Our patient’s serum bicarbonate level is low at 16.0 mmol/L, indicating that the process is metabolic. Her Pco2 is also low (28 mm Hg), which reflects an appropriate response to compensate for the acidosis.

3. What is her anion gap?

Always calculate the anion gap, ie, the serum sodium concentration minus the serum chloride and serum bicarbonate concentrations. If the patient’s serum albumin level is low, for every 1 gram it is below normal, an additional 2.5 mmol/L should be added to the calculated anion gap. We consider an anion gap of 10 mmol/L or less as normal.

Caveats. The blood sample used to calculate the anion gap should be drawn close in time to the arterial blood gas sample.

Although the anion gap is an effective tool in assessing acid-base disorders, further investigation is warranted if clinical judgment suggests that an anion gap calculation is inconsistent with the patient’s circumstances.2

Our patient’s anion gap is elevated (21 mmol/L). Her serum albumin level is in the normal range, so her anion gap does not need to be adjusted.

4. Is the degree of compensation appropriate for the primary acid-base disturbance?

The kidneys compensate for the lungs, and vice versa. That is, in respiratory acidosis or alkalosis, the kidneys adjust the bicarbonate levels, and in metabolic acidosis, the lungs adjust the Pco2 (although in metabolic alkalosis, it is hard for patients to breathe less, especially if they are already hypoxic).

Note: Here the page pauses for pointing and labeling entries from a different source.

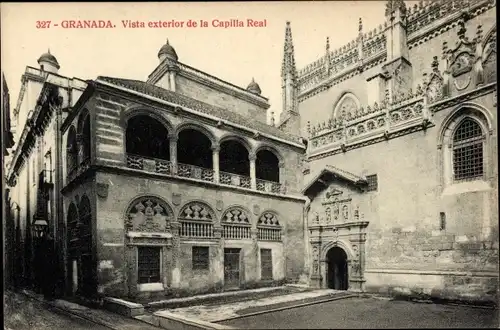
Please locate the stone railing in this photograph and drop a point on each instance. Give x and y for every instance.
(269, 186)
(162, 166)
(195, 172)
(367, 122)
(235, 180)
(196, 229)
(268, 234)
(230, 231)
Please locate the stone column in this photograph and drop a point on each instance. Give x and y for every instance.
(176, 275)
(215, 162)
(219, 256)
(173, 153)
(253, 176)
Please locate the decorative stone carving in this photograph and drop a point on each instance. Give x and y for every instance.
(176, 199)
(219, 205)
(197, 211)
(268, 219)
(148, 214)
(102, 189)
(345, 212)
(236, 215)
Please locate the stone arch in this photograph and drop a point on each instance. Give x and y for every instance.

In metabolic acidosis, people compensate by breathing harder to get rid of more carbon dioxide. For every 1-mmol/L decrease in the bicarbonate level, the Pco2 should decrease by 1.3 mm Hg.

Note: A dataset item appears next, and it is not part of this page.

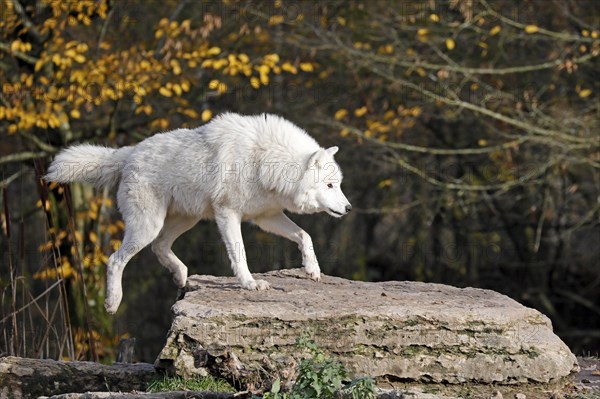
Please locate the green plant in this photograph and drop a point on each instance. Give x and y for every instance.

Compensation does not return pH to normal; rather, it mitigates the impact of an acid or alkali excess or deficit. If the pH is normalized with an underlying acid-base disturbance, there may be mixed acid-base processes rather than compensation.

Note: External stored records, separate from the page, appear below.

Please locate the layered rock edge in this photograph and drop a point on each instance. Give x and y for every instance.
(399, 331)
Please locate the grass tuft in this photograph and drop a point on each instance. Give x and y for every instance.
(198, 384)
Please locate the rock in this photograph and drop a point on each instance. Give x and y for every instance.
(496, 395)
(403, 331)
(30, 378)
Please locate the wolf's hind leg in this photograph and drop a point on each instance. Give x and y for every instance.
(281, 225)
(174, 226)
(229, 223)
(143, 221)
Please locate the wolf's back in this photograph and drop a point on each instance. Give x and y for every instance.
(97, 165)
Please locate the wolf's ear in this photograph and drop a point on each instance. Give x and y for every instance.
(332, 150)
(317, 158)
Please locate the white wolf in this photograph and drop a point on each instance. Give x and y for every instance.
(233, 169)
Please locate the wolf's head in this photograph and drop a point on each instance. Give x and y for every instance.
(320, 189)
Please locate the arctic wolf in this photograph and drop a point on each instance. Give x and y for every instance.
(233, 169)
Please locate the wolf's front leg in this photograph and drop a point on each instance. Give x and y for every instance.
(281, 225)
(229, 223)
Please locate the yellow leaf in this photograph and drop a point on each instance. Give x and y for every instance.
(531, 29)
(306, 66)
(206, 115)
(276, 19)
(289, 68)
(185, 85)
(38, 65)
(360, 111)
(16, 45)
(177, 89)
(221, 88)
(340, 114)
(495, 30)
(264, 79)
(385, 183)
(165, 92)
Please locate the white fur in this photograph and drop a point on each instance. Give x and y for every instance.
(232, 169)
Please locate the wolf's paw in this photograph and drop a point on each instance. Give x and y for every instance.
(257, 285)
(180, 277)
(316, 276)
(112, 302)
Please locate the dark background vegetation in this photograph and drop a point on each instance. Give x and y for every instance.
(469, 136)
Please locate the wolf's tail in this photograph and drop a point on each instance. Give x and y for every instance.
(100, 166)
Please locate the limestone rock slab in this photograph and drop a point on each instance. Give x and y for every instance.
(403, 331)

Our patient’s bicarbonate level is 16 mmol/L, which is 9 mmol/L lower than normal (for acid-base calculations, we use 25 mmol/L as the nominal normal level). If she is compensating appropriately, her Pco2 should decline from 40 mm Hg (the nominal normal level) by about 11.7 mm Hg (9 × 1.3), to approximately 28.3 mm Hg. Her Pco2 is, indeed, 28 mm Hg, indicating that she is compensating adequately for her metabolic acidosis.

If we use Winter’s formula instead (Pco2 = [1.5 × the bicarbonate level] + 8 ± 2),3 the lowest calculated Pco2 would be 30 mm Hg, which is within 2 mm Hg of the Rules of 5 calculation. Other formulas for calculating compensation are available.3

This information rules out the first two answers to question 1, ie, metabolic acidosis with respiratory alkalosis or acidosis.

5. Is there a delta gap?

Although we know the patient has metabolic acidosis with an elevated anion gap, we have not ruled out the possibility that she may have a triple disturbance. For this reason we need to check her delta gap.

In metabolic acidosis with an elevated anion gap, as the bicarbonate level decreases, the anion gap should increase by the same amount. If the bicarbonate level decreases more than the anion gap increases, the additional decline is the result of a second process—an additional normal-anion-gap acidosis. If the bicarbonate level does not decrease as much as the anion gap increases, there is an additional metabolic alkalosis.

Our patient’s bicarbonate level decreased 9 mmol/L (from the nominal normal level of 25 to 16), and therefore her anion gap should have increased approximately the same amount—and it did. (A normal anion gap for problem-solving is 10, and this patient’s anion gap has increased to 21. A difference of ± 2 is insignificant.) This conclusion verifies that a triple acid-base disturbance is not present, so the last answer is incorrect.

So, the correct answer to the question posed above is metabolic acidosis with an elevated anion gap (that is, metabolic acidosis with appropriate respiratory compensation).